Saying the average person can pick up the frame for around $1700 and getting one near wholesale via an inside deal at your local LBS is not really the same thing. 

I picked up mine on ebay (2010 w/ warranty) for $1350, but I am not about to go around saying that the price of supersix frames is $1350. That would be pretty unreasonable.


----------



## AvantDale (Dec 26, 2008)

My LBS has a 52 HM with one ride on it and the SI SL cranks for 2700


----------



## shotojs78 (May 20, 2008)

cmolway said:


> Saying the average person can pick up the frame for around $1700 and getting one near wholesale via an inside deal at your local LBS is not really the same thing.
> 
> I picked up mine on ebay (2010 w/ warranty) for $1350, but I am not about to go around saying that the price of supersix frames is $1350. That would be pretty unreasonable.


how you can buy a frame on ebay with the cannondale's warranty?? we are not supposed to have an original invoice from LBS ??


----------



## cmolway (Jan 7, 2010)

shotojs78 said:


> how you can buy a frame on ebay with the cannondale's warranty?? we are not supposed to have an original invoice from LBS ??

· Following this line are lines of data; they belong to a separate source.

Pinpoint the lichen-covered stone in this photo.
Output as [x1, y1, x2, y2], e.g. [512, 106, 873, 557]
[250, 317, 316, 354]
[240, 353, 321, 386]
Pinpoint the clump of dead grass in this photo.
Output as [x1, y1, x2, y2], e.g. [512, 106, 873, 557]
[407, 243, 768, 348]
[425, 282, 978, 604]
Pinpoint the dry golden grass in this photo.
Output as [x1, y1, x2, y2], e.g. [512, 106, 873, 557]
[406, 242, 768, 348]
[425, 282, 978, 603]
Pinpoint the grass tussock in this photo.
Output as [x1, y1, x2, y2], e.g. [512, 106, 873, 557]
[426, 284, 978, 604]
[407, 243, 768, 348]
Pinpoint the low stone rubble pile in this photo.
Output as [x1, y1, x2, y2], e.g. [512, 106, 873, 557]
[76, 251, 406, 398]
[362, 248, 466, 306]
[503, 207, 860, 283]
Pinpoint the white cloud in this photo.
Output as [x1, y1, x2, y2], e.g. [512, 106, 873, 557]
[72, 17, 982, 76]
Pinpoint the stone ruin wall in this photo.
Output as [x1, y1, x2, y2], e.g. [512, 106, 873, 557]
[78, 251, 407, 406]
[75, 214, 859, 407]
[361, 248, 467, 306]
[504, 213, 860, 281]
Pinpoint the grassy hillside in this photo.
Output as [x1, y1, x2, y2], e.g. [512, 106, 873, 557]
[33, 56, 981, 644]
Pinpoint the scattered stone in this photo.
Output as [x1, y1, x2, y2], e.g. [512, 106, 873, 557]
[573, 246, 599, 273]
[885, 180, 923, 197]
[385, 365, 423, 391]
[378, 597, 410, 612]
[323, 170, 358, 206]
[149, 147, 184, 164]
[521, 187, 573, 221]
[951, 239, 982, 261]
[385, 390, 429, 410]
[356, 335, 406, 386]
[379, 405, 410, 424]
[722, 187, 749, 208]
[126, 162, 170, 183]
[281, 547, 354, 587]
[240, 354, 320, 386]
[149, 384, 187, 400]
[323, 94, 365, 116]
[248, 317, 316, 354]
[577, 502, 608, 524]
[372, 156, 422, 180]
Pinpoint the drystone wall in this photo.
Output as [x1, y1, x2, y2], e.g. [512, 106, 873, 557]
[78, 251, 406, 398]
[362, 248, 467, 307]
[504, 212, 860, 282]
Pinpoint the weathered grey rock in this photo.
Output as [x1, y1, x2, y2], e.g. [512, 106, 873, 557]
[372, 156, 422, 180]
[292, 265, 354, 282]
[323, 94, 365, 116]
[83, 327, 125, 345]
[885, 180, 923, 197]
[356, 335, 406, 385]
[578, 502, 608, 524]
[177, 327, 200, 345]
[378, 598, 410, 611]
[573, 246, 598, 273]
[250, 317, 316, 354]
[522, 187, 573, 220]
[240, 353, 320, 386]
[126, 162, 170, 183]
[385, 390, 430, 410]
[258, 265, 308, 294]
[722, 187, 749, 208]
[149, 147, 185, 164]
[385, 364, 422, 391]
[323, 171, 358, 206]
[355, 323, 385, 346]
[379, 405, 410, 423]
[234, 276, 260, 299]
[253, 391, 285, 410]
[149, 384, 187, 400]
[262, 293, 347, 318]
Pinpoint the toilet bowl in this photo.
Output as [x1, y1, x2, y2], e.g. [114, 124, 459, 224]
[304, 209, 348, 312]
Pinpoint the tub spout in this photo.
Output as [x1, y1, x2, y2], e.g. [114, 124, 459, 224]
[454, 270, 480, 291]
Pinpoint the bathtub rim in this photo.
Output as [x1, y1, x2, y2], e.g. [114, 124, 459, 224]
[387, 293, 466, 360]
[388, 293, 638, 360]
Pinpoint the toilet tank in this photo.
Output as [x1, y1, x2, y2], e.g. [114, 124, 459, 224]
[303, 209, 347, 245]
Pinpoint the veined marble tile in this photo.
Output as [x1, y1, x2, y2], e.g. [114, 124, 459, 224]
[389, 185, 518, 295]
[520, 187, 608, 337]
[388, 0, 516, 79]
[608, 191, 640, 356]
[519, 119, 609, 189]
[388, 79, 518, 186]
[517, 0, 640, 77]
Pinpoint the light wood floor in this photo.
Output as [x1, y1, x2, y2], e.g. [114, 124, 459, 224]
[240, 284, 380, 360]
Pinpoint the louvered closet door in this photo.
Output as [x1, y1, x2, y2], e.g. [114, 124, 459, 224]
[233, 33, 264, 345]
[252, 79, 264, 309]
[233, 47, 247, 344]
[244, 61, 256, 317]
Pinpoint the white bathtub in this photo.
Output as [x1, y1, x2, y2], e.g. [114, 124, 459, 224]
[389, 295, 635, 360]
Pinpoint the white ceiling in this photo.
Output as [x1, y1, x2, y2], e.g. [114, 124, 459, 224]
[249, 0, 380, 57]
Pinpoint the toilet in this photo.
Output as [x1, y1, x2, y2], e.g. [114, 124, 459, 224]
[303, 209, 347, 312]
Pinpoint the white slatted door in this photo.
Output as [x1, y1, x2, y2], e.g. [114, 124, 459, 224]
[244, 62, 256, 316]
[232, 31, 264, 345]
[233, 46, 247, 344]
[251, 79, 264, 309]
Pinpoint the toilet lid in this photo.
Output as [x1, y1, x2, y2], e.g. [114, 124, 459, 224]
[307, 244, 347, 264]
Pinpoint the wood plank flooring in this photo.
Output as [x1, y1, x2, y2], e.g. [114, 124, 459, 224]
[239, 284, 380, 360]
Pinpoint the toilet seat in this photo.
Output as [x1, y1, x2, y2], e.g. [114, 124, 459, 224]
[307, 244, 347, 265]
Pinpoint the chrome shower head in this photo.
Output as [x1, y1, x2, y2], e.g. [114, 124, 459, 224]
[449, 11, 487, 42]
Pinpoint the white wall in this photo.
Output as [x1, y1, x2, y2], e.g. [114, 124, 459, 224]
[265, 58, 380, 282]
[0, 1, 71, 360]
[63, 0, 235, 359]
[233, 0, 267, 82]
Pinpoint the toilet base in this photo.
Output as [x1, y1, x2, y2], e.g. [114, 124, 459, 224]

Yup. Bike shop had it on ebay. I don't think they expected it to go for so little. Came with a receipt from the LBS and the warranty card. Like I said, it is a bit of an out-lier so I don't go around saying one can get a frame at that price.


----------



## shotojs78 (May 20, 2008)

okay but when you need to use your warranty with cannondale, you have to deal with your lbs?? I guess you cant deal yourself with cannondale, if I bought my frame on ebay??


----------



## shortyt (Mar 22, 2009)

zamboni said:


> No way I'm paying for retail but my LBS can get me a deal on this frame.


Can they get me one too?


----------



## intence (May 23, 2010)

Wait until next year. Rumor is that it's going to sell for a bit over $2k with 105. Sell the parts, and you should have a bargain for the frame w/warranty


----------



## Schmack (Mar 25, 2009)

I looked for a while and as previously indicated, you can only get a super six as a complete. Look on Ebay, you can find them new there. If you are freindly with your LBS, you may be able to deal a HM for a good price. I paid less than 2k for mine.


----------